I'm also not entirely sure what Jones is trying for with the two surgeons, other than to spice up MUTE with some black comedy that the solemn production  perhaps needed.  It's clear that Rudd, for example, has fashioned his doctor to look like Trapper John from MASH, complete with Elliot Gouldian moustache.  The gallows humor by Cactus and Duck as well further echoes the vibe of MASH, showing the bickering pair exchange wisecracks while operating on mobsters.  The two actors have an offbeat chemistry, to be sure, but their interplay and subplot feels completely incongruent from the rest of Leo's tale.  Theroux excels at playing his own unique brand of creeps, but Rudd in particular feels egregiously miscast here, whose typical nice guy snarkiness seems like a mismatch for Cactus' hostile rage and sometimes reprehensible brutishness.  The actor has never been so thoroughly dislikeable in a film before. 

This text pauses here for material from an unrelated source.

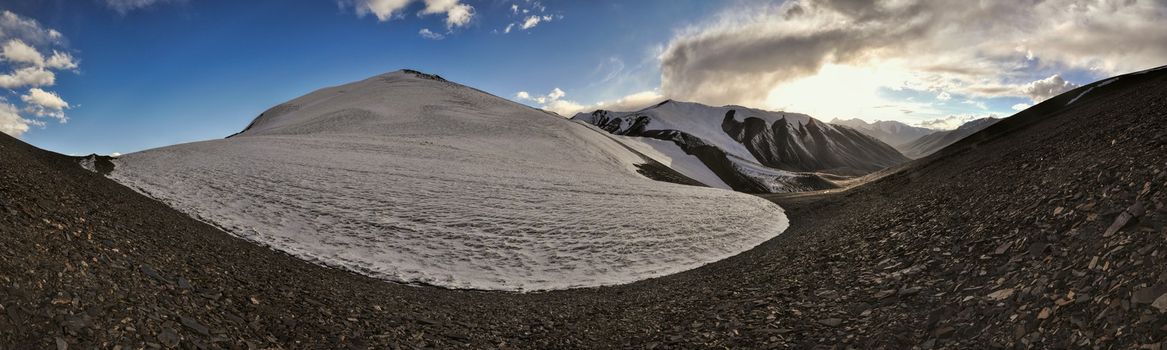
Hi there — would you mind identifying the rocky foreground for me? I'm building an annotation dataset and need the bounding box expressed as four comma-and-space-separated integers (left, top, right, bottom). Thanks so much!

MUTE score a few minor points of surprise ingenuity in its final climatic moments, but it comes so devastatingly late into an already endurance testing film that it's all for naught.  I can, however, see Jones' rationale with some of his choices in MUTE: Setting it in Berlin has deeply personal meaning for him, seeing as his late father David Bowie lived there while recording most of his greatest albums from the 1970s.  Sentimental motivations aside, MUTE is a regrettably colossal misfire on the resume of a filmmaker that has no business making a film so scattershot, unbalanced, nonsensical, and ultimately dull.   It wants to achieve a level of epic sci-fi, but seems to have no idea how to achieve such a stature.  Jones is a strong established filmmaker with a unique sense of unbridled ambition, but he's also above the crushing mediocrity of MUTE, a bad film that has mournfully silenced his innovative voice.